"Salvare il San Juan ancora si può"

Sommergibilista della Marina, una corsa contro il tempo

(ANSA) - ROMA, 20 NOV -"Salvare il San Juan, ancora, si può". Alla Marina militare italiana seguono da molto vicino la vicenda del sottomarino argentino disperso al largo della Patagonia con 44 persone a bordo. Un capitano di fregata occupa una posizione-chiave nell'Ismerlo, l'organismo internazionale con sede a Northwood, in Gran Bretagna, che si sta occupando del coordinamento internazionale dei soccorsi. E la stessa Marina ha messo a disposizione un team di specialisti pronti ad intervenire sul posto, se necessario e richiesto.

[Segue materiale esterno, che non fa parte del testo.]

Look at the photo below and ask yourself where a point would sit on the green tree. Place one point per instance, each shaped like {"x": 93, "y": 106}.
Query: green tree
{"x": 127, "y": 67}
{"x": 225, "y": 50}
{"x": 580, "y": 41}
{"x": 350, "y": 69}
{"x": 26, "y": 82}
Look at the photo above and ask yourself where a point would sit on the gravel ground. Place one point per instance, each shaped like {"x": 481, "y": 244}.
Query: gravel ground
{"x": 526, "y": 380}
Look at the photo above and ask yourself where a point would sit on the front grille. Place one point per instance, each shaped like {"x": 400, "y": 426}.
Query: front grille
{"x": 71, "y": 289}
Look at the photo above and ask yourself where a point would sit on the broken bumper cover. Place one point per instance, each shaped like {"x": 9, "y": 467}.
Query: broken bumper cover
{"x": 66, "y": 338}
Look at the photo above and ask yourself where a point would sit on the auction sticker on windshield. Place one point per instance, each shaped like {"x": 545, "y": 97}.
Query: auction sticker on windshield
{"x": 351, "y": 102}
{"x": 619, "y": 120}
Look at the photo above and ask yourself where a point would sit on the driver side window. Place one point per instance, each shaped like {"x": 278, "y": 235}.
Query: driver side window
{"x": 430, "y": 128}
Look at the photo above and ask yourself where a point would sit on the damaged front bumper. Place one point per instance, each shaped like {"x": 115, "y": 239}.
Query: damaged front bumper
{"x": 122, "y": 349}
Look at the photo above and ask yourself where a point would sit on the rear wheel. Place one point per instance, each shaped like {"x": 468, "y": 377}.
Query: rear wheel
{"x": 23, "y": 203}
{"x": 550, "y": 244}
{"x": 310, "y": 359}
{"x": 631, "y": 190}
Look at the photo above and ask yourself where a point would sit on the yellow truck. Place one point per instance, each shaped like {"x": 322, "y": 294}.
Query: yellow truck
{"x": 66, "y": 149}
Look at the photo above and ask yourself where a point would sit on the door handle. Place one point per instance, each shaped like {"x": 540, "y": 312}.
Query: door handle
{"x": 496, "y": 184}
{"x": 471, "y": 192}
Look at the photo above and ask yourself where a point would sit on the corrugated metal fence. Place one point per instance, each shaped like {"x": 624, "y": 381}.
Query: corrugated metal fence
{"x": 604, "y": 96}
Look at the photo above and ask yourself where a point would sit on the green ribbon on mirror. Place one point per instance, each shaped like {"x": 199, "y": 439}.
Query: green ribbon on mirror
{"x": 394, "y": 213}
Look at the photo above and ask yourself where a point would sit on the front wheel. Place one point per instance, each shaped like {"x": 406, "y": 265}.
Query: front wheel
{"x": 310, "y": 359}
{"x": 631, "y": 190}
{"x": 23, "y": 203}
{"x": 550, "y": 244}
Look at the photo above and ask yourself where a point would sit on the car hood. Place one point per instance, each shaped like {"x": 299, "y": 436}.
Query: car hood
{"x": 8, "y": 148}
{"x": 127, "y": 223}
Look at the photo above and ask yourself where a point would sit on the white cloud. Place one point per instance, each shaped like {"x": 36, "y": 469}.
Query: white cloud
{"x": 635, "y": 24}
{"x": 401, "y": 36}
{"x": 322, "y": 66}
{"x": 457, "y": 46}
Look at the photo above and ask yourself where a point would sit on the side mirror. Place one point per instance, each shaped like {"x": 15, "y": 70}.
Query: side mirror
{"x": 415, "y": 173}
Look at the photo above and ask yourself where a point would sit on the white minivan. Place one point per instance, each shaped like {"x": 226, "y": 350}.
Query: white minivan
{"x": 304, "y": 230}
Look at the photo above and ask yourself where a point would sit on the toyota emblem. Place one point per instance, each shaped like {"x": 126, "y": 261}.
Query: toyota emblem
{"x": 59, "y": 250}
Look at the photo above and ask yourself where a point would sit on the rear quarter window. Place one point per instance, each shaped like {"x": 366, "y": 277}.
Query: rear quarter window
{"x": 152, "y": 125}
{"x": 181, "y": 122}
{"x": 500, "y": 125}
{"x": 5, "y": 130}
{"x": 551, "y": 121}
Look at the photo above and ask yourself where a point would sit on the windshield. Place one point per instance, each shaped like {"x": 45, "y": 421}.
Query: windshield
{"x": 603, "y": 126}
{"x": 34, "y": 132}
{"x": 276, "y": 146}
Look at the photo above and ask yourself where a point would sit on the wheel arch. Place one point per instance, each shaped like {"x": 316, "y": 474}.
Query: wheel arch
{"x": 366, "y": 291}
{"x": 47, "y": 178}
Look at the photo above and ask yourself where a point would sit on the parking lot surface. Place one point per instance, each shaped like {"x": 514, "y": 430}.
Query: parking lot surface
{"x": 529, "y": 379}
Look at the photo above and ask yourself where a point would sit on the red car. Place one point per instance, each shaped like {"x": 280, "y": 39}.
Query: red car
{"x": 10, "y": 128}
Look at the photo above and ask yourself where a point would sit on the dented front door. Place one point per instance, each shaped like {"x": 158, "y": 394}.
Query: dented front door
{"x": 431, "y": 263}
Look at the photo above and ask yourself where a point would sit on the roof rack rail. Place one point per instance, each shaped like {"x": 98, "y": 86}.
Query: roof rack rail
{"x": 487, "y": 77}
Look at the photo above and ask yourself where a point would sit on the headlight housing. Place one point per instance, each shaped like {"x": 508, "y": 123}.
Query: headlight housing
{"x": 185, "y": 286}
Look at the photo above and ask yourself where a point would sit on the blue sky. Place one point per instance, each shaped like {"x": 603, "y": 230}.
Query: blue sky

    "E' una corsa contro il tempo, ma la speranza non deve morire", dice il capitano di vascello Decio Trinca, del Reparto sommergibili dello Stato maggiore della Marina.
    "Esistono mezzi tecnologicamente avanzati che, condotti da personale estremamente preparato e addestrato a fronteggiare questo tipo di eventi, consentono di svolgere le ricerche e prestare soccorso al sottomarino e al suo equipaggio". Riguardo alle condizioni meteo e del mare, poi, "queste sono difficili, sì, ma non proibitive".